それをご説明する前に中国の思想家・老子の言葉を引いてみます。意訳はこんなふうです。
「これはあらゆる物が混じり合って成り立っている。これは天地よりももっと先にあった。音もなく、形もない。ただこれだけあって変化もせず、薄まって消えてしまうこともない。これこそが万物の母。名前をつけて良いのかわからないが、仮に“道”という。強いて名付けるなら“大”という」。
これが老子のいう道の概念です。道は母なる根元的なもので、天地に先立ってあったものだと云うのです。そうして、それは本来なら「大」と名付けるものなのだと。
この場合の老子の考え方は道路という意味の道ではなく、道教(タオイズム。老子、荘子の系譜)で云うところの道なのです。
道教の教えでは、宇宙に広がっていて人が自然と動かされている根元的なもの、それを道というのです。
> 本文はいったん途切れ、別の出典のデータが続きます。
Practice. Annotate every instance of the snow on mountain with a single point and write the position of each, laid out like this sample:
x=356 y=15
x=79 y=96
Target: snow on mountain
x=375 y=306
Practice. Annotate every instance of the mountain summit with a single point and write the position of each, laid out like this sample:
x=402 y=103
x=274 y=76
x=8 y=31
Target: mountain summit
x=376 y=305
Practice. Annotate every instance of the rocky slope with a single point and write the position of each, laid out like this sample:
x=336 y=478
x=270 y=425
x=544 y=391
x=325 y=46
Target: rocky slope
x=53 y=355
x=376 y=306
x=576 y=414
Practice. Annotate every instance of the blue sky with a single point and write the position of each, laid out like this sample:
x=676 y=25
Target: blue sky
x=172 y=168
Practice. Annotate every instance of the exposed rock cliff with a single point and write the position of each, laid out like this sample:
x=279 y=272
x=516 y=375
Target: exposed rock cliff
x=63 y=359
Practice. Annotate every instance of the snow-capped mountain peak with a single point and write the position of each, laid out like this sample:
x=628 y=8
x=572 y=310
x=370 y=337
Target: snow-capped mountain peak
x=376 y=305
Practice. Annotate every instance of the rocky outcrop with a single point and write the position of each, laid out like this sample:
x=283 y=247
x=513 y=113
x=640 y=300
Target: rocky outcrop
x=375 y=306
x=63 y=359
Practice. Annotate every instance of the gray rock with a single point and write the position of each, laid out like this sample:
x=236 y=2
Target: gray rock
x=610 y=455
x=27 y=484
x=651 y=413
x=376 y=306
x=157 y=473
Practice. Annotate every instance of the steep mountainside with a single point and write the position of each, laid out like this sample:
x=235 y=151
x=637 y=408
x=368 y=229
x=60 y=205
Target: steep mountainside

一方、日本で道は、(侵略する相手の)首を下げて歩いている状態を象形化したものです。まだ踏み込んだことのない相手の空間、そういった場所には、祖先の霊がいて侵略者に悪さをする。そこでその霊を封印し、鎮めるために相手の首を持って歩いたのです。その行為を「導く」といい、祓(はら)い清められた道を「途」とよんで区別しました。
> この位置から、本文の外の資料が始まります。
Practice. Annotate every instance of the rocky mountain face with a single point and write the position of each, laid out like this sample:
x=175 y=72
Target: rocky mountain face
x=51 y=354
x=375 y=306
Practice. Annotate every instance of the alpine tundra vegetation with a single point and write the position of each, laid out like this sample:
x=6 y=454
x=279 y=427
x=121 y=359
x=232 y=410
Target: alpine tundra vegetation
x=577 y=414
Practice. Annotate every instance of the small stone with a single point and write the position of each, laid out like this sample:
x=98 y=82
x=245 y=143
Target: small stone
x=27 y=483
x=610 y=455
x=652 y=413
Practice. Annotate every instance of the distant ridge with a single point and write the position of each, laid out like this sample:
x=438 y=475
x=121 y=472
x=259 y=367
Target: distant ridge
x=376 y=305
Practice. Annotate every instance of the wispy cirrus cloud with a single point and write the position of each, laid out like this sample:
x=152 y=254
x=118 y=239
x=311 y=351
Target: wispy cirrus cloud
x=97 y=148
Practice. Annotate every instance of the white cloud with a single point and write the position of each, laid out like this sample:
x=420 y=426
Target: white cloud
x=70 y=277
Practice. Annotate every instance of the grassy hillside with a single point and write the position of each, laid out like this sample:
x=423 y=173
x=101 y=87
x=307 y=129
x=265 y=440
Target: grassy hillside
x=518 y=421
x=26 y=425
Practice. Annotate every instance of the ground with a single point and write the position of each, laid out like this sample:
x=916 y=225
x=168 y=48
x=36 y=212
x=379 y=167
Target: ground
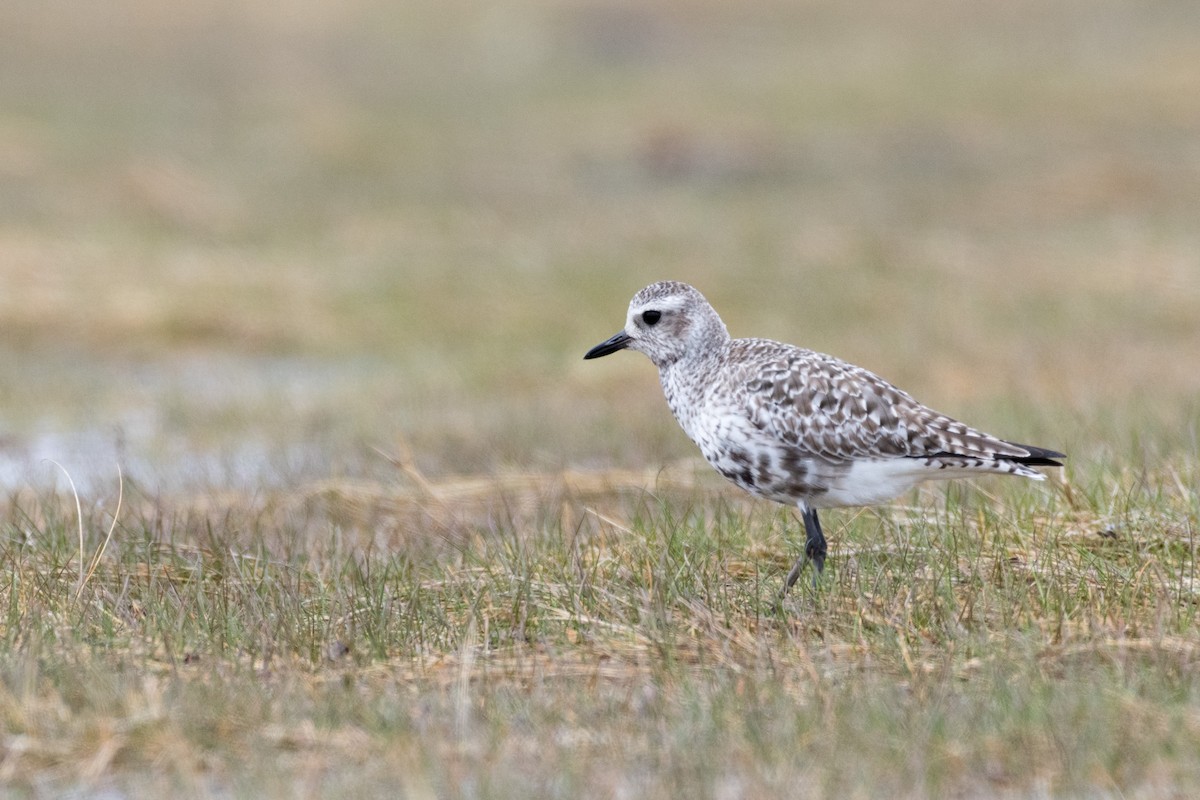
x=309 y=489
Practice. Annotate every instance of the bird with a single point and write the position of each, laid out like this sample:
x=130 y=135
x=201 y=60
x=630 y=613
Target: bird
x=799 y=427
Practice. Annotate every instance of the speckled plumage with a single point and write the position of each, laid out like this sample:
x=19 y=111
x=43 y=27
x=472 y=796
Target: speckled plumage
x=796 y=426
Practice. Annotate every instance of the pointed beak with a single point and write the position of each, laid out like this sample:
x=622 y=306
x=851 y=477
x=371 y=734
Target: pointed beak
x=618 y=342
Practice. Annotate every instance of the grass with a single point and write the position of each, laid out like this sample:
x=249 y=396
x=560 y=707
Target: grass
x=551 y=637
x=321 y=283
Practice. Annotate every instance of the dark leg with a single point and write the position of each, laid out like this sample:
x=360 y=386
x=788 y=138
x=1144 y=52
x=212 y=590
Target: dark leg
x=814 y=548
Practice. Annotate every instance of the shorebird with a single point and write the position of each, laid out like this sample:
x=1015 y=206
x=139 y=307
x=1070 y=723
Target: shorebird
x=801 y=427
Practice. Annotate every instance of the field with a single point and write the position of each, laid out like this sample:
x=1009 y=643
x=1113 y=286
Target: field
x=307 y=491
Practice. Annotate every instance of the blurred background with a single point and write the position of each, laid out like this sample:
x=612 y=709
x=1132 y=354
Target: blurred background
x=251 y=245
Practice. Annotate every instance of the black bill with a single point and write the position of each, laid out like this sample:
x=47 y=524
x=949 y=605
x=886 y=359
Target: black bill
x=618 y=342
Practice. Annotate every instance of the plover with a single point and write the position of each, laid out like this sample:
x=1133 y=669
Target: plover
x=799 y=427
意味の似た言葉に「遊」という文字があります。遊は旗竿を立てて未知なる場所へ出かけていく姿を表しています。柱、榊、花笠、そういったアンテナ状のもの(まとめて依代=よりしろという)には神が宿ったのです。
その代表的なものが旗です。少し厳密に言うと、旗を持った人間が進み行くというよりも、神が行くという感覚です。旗は神の乗り物なのです。
戦国時代にも多く見られる戦場へと携える幾種類もの旗にも、祖先霊や神々の叡智を借りるという意味があったのです。
さて、北海道とはどんな道でしょうか。いや、そんな道は聞いたことがありません。元々道とは、ある空間のことを指していて、真っ直ぐにのびている道路のことではなかったのです。